Joan Sallis answers your questions
There are many governing bodies where the accountability role is weak and the promotional one paramount. I said "promotional" rather than "supportive" because support worth having includes challenge. The truth is that we do perform both functions, but it is important to hang on to the holding-the-school-to-account bit.
The PR role we perform for the school, but the duty to call it to account is to the parents and children and the community it serves. We form part of a strong tradition which embraces boards of companies, juries, the magistracy and trustees, all of which have an ultimate accountability to society.
I doubt whether the accountability role has ever been fully accepted by educational professionals. I think understanding of it has become weaker rather than stronger since the Taylor report i n 1977. Professional protection of territory seems more vigorous, and the slightest departure from the supporters' club role may cause defensive behaviour.
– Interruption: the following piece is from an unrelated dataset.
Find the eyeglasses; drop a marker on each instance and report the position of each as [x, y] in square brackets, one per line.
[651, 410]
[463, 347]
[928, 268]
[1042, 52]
Changes in regulations have gradually become more slanted towards the support role, and high-powered leadership training seems to have made teachers more protective of their special skills rather than more confident in them so that they are comfortable with accountability.
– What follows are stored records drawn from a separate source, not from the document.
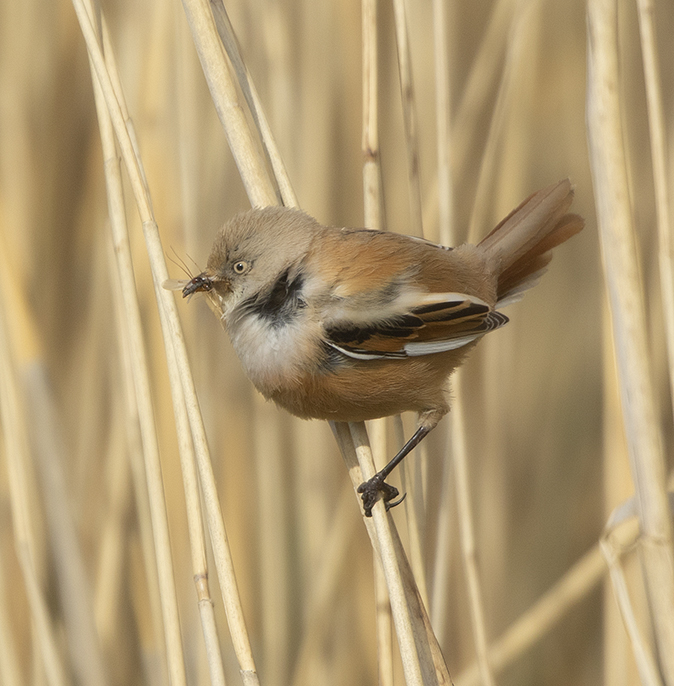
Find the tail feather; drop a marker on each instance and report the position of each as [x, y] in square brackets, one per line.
[518, 249]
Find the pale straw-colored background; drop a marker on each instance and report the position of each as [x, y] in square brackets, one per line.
[547, 459]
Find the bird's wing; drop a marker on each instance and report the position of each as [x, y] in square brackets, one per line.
[434, 323]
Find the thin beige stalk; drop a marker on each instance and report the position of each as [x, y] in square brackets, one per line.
[442, 124]
[512, 68]
[374, 217]
[241, 142]
[173, 336]
[17, 456]
[10, 672]
[409, 117]
[231, 45]
[105, 594]
[274, 540]
[547, 610]
[74, 589]
[646, 663]
[55, 674]
[378, 431]
[325, 585]
[195, 526]
[657, 130]
[382, 523]
[467, 536]
[372, 193]
[411, 483]
[609, 170]
[446, 236]
[132, 333]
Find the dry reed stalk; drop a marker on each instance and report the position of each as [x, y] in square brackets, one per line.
[609, 168]
[177, 355]
[17, 453]
[546, 612]
[240, 139]
[380, 455]
[618, 662]
[118, 262]
[412, 482]
[658, 136]
[10, 671]
[467, 536]
[131, 332]
[446, 236]
[409, 117]
[446, 228]
[374, 217]
[381, 526]
[48, 449]
[274, 541]
[611, 549]
[231, 45]
[324, 587]
[420, 653]
[512, 68]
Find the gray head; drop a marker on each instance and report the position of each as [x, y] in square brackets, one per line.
[252, 251]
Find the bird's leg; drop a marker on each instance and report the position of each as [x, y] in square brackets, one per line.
[376, 487]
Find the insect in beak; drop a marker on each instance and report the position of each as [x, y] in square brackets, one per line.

The paradox is that the governor training and support services have never been stronger or more effective in promoting accountability among governors themselves, but acceptance of it within the schools may if anything be weaker.
The Government must be held at least partly responsible. The last two Education Acts have brought in many changes which in my view weaken the role of governors.
Fortunately schools are still relatively open and flexible. I rejoice in governing bodies which bang the drum for their schools, help them in practical ways and encourage teachers in all their skills and strengths. Do not soft-pedal support, but stay watchful.